Simmel, then, by pointing to the nature of money as a "claim upon society" in units of account set by its "highest representative," effectively introduces the role of a collective authority, rather than the spontaneous coordination of private actors, in the production of money. And he suggests none other than the modern state as the strongest expression of monetary authority. But the nature of that authority is more specific than what Simmel had in mind. It is, according to neochartalists, fiscal. This has important implications for a theory of money.
In this tax-centered view of monetary processes, the nature of modern money is "chartalist," to use Knapp's term (1924): it is a token claim to value whose unit of account and acceptability is enforced by the state through fiscal policy.
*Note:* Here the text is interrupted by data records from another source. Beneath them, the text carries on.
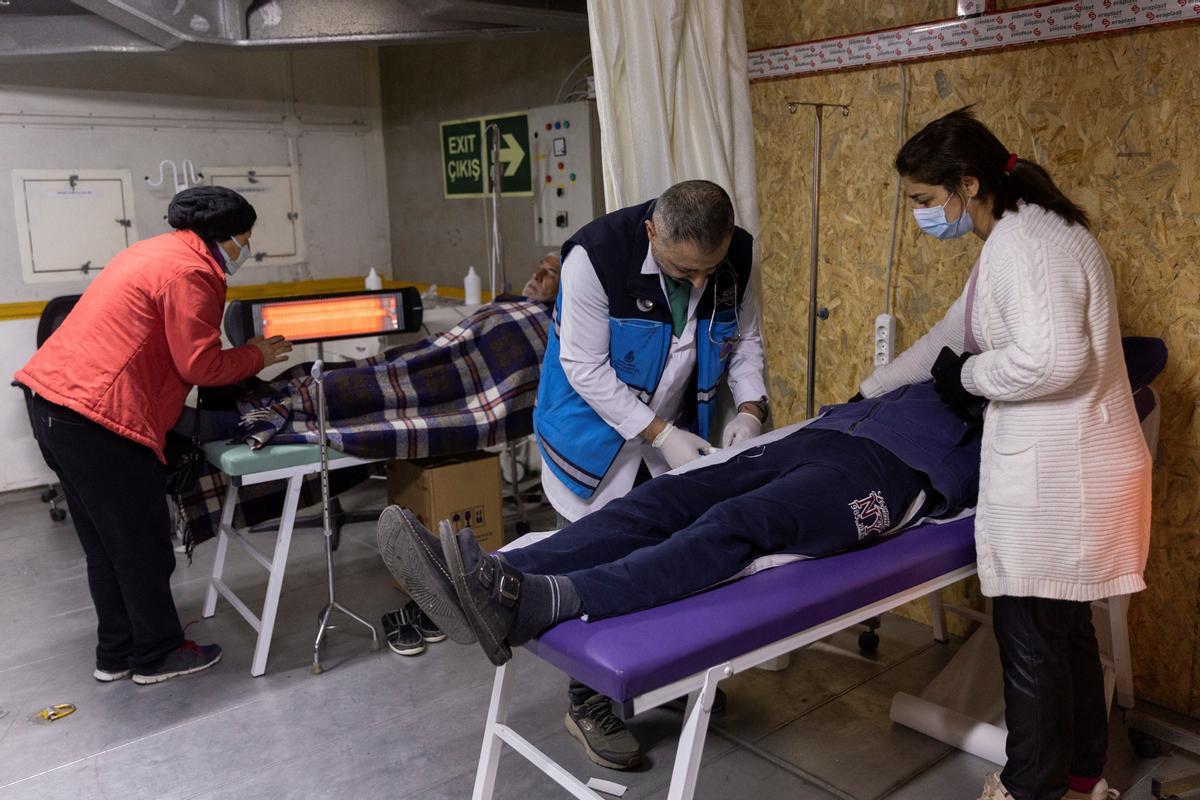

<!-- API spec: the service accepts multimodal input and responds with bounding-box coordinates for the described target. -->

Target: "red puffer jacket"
[16,230,263,459]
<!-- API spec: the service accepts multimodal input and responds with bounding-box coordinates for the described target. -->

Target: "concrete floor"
[0,485,1200,800]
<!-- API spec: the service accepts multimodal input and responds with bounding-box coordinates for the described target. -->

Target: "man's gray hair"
[654,181,733,253]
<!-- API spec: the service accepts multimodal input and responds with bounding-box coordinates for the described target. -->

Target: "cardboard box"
[388,452,504,551]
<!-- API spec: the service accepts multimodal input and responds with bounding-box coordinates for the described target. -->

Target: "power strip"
[874,314,896,367]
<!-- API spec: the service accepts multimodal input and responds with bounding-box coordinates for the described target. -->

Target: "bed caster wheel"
[1129,728,1163,758]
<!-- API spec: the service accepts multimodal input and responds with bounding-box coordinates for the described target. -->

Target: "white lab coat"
[541,246,767,522]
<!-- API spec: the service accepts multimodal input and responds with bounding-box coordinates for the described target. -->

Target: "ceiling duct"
[0,0,587,60]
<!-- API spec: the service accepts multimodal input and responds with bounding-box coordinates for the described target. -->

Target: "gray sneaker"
[133,639,221,686]
[563,694,642,770]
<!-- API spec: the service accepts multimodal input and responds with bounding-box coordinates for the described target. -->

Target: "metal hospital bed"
[472,339,1165,800]
[203,289,544,676]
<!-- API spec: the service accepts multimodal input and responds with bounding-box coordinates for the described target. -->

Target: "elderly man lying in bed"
[378,384,982,664]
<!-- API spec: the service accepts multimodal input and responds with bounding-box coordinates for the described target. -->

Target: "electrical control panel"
[875,314,896,367]
[529,101,604,247]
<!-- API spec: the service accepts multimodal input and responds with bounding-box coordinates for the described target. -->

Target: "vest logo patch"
[850,492,892,541]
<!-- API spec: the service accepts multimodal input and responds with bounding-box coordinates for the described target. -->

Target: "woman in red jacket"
[16,187,292,684]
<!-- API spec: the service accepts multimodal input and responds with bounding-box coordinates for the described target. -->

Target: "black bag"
[167,410,205,501]
[166,409,206,556]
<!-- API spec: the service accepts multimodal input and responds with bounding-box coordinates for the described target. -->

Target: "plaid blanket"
[181,301,550,547]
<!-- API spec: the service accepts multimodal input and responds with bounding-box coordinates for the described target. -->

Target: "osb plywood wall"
[745,0,1200,715]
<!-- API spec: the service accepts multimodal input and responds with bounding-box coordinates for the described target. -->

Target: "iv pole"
[784,100,850,420]
[487,124,509,299]
[311,352,379,675]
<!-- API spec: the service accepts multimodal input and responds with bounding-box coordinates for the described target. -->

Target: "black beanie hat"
[167,186,258,242]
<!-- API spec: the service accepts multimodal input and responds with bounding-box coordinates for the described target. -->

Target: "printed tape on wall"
[749,0,1200,82]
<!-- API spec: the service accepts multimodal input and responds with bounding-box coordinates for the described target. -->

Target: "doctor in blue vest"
[534,180,768,769]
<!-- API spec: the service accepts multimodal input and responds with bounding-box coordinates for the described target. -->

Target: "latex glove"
[721,411,762,447]
[929,348,988,421]
[654,425,713,469]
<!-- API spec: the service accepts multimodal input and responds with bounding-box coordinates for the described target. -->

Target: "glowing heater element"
[262,295,400,341]
[224,287,422,345]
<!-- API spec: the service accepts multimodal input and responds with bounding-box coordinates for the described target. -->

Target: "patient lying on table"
[378,384,982,664]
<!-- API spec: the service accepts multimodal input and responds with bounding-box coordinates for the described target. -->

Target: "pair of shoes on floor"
[91,639,221,686]
[1062,778,1121,800]
[376,506,476,644]
[662,686,728,714]
[91,666,133,684]
[379,600,446,656]
[979,772,1121,800]
[563,694,643,770]
[376,506,524,667]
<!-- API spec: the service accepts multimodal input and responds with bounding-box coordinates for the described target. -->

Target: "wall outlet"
[872,314,896,367]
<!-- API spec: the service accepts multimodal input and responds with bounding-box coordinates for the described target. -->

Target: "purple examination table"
[473,517,976,800]
[472,337,1166,800]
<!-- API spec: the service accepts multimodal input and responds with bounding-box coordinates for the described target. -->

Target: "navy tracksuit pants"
[504,428,932,619]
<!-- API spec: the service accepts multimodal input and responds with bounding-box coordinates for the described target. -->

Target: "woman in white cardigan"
[862,109,1150,800]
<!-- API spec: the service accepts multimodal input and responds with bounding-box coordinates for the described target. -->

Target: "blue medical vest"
[534,200,754,498]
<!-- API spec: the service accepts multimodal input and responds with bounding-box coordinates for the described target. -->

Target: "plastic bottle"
[365,266,383,291]
[462,266,484,306]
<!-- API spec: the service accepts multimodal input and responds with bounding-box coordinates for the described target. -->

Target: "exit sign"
[442,114,533,199]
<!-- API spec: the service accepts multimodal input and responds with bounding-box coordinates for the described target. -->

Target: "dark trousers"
[504,429,928,618]
[32,397,184,670]
[992,596,1109,800]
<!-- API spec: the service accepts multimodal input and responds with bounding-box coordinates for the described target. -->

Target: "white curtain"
[588,0,758,236]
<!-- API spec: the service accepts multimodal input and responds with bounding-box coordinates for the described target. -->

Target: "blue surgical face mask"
[912,193,974,239]
[220,237,250,276]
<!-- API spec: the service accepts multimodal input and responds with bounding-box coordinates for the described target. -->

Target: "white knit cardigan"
[862,204,1151,601]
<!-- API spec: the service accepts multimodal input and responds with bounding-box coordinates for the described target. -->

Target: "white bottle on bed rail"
[462,266,484,306]
[364,266,383,291]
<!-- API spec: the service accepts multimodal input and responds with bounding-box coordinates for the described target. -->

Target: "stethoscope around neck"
[708,261,742,359]
[637,261,742,359]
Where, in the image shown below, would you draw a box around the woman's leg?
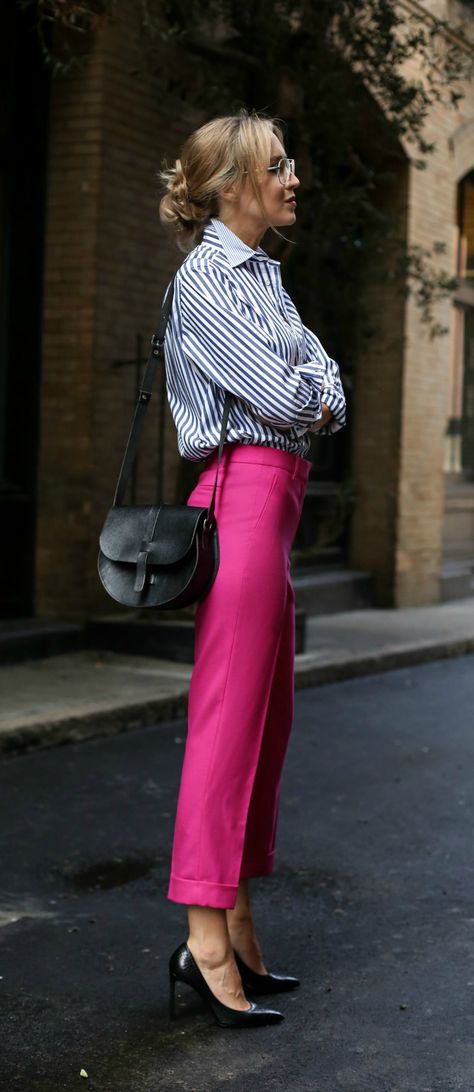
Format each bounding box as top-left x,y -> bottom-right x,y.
188,906 -> 250,1011
226,880 -> 266,974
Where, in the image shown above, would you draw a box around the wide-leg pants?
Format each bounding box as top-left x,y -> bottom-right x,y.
168,443 -> 311,907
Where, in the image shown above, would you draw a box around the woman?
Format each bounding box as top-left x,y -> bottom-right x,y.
161,110 -> 345,1026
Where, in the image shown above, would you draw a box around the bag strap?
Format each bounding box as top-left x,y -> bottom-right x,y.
114,273 -> 232,521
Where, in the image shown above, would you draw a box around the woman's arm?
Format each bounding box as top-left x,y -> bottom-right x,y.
303,318 -> 346,436
176,261 -> 324,430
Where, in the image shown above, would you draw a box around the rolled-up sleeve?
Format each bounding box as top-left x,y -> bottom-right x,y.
176,262 -> 325,431
300,318 -> 346,436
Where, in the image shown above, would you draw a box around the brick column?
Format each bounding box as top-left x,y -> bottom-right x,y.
36,0 -> 199,617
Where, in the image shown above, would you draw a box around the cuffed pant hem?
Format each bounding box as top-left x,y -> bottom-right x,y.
240,851 -> 275,880
168,873 -> 237,910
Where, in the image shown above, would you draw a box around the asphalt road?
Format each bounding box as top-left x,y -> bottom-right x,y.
0,656 -> 474,1092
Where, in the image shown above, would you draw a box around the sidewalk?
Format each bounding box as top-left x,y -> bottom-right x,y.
0,597 -> 474,751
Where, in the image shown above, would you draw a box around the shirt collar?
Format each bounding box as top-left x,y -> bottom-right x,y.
203,216 -> 280,269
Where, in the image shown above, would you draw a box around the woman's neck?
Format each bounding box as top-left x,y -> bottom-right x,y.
218,213 -> 265,250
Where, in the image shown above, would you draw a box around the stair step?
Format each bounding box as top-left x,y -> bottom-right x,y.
441,560 -> 474,603
292,568 -> 374,616
0,618 -> 84,664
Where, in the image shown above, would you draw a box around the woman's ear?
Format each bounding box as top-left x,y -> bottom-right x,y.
217,182 -> 237,202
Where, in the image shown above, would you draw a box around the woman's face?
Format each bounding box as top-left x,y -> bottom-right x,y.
252,133 -> 299,227
220,133 -> 300,238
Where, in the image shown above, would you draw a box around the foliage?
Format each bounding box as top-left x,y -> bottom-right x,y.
138,0 -> 472,349
16,0 -> 115,75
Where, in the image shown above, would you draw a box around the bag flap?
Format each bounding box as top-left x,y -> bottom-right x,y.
99,505 -> 208,565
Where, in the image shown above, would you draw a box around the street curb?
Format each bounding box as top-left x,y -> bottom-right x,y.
0,636 -> 474,757
295,637 -> 474,690
0,688 -> 188,756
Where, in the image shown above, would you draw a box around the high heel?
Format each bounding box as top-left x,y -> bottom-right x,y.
234,951 -> 299,994
169,943 -> 283,1028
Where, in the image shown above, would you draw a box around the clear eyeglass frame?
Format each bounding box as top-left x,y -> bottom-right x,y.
266,155 -> 295,186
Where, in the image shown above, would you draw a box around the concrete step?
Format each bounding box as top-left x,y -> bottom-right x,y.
86,607 -> 306,664
292,567 -> 374,617
0,618 -> 84,665
441,560 -> 474,603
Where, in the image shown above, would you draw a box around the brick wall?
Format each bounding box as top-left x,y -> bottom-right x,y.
36,2 -> 199,617
349,0 -> 474,607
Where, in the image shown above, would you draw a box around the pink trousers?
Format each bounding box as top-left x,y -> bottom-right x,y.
168,443 -> 311,907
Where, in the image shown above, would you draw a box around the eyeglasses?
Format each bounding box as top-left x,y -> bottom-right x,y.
266,156 -> 295,186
What matters to money is that it is denominated in the monetary units prescribed by the state, or, as Keynes has it: "[M]oney-of-account is the description or title and the money is the thing which answers that description.... [The state] claims the right to declare what thing corresponds to the name" (1930: 4). In modern capitalism, whatever currency the state will ask its citizens to pay taxes in, that currency will become money.
The neochartalist perspective as a consequence puts much emphasis on the fiscal origins of money, and the coercive aspects of revenue extraction. To be sure, the acceptance of legal tender can be enforced by the state's legal system—but it is ultimately the state's fiscal capacity that grounds the monetary system (a point clearly articulated by Knapp). Moreover, because the money issued by the state acquires liquidity within the political boundaries of the state, it also serves as a "reserve" for the private issue of monetary and nonmonetary instruments (Wray 1999). The money of the state thus becomes the most desirable and safest in a hierarchy of money because it is the currency that is most acceptable and most liquid (Bell 2001). The concentration of political authority in the hands of the state has historically led to the rise and institutionalization of national currencies as the dominant form of monetary exchange and, most important, of accounting for value (Ingham 1999, 2001, 2004, 2006).